Select the RAID configuration to use based on the applications to be used on the system, whether performance or data protection is of primary importance, and the number of disk drives available for use.

Review the information under Understanding RAID Concepts and Levels to determine the type of RAID configuration most appropriate for your needs and use the tables below to determine what RAID levels are available, based on your particular controller model and the number of available drives.

The RAID configurations available to you are determined by the number of ports on your controller, and the number of drives attached to those ports. You can configure all drives in one unit, or you can configure multiple units, if you have enough drives.

Possible Configurations Based on # of Drives
# Drives
Possible RAID Configurations
1
Single drive or hot spare
2
RAID 0 or RAID 1
3
RAID 0
RAID 1 with hot spare
RAID 5
4
RAID 5 + hot spare
RAID 10
Combination of RAID 0, RAID 1, single disk
5
RAID 5 + hot spare
RAID 10 + hot spare
Combination of RAID 0, RAID 1, hot spare, for single disk
6 or more
RAID 50

Depending on the number of drives, a RAID 50 may contain from 2 to 4 subunits. For example, with 12 drives, possible RAID 50 configurations include 2 subunits of 6, 3 subunits of 4, or 4 subunits of 3. With 10 drives, a RAID 50 will contain 2 subunits of 5 drives each. With 16 drives, a RAID 50 will contain 2 subunits of 8 drives or 4 subunits of 4 drives.

Combination of RAID 0, 1, 5, 10, hot spare, and single disk

Drive Capacity Considerations

The capacity of each drive is limited to the capacity of the smallest drive in the array. The total array capacity is defined as follows:

Drive Capacity
RAID Level
Capacity
RAID 0
(number of drives) X (capacity of the smallest drive)
RAID 1
capacity of the smallest drive
RAID 5
(number of drives - 1) X (capacity of the smallest drive)
Storage efficiency increases with the number of disks:
storage efficiency = (number of drives -1)/(number of drives)
RAID 10
(number of drives / 2) X (capacity of smallest drive)
RAID 50
(number of drives - number of groups of drives) X (capacity of the smallest drive)

Through drive coercion, the capacity used for each drive is rounded down so that drives from differing manufacturers are more likely to be able to be used as spares for each other. The capacity used for each drive is rounded down to the nearest GB for drives under 45 GB (45,000,000,000), and rounded down to the nearest 5 GBytes for drives over 45 GB. For example, a 44.3 GB drive will be rounded down to 44 GBytes, and a 123 GB drives will be rounded. down to 120 GBytes. For more information, see the discussion of drive coercion under Creating a Hot Spare.

Support for Over 2 Terabytes

Windows 2000, Windows XP, Linux 2.4, and FreeBSD 4.x, do not currently recognize unit capacity in excess of 2 TB.
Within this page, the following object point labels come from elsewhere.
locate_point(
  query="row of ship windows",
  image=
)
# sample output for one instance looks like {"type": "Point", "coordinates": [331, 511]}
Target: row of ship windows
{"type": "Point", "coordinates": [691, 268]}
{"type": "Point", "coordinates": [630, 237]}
If the combined capacity of the drives to be connected to a unit exceeds 2 Terabytes (TB), you can enable auto-carving when you configure your units.

Auto-carving divides the available unit capacity into multiple chunks of 2 TB or smaller that can be addressed by the operating systems as separate volumes. The carve size is adjustable from 1024 MB to 2048 MB (default) prior to unit creation.

If a unit over 2 TB was created prior to enabling the auto-carve option, its capacity visible to the operating system will still be 2TB; no additional capacity will be registered. To change this, the unit has to be recreated.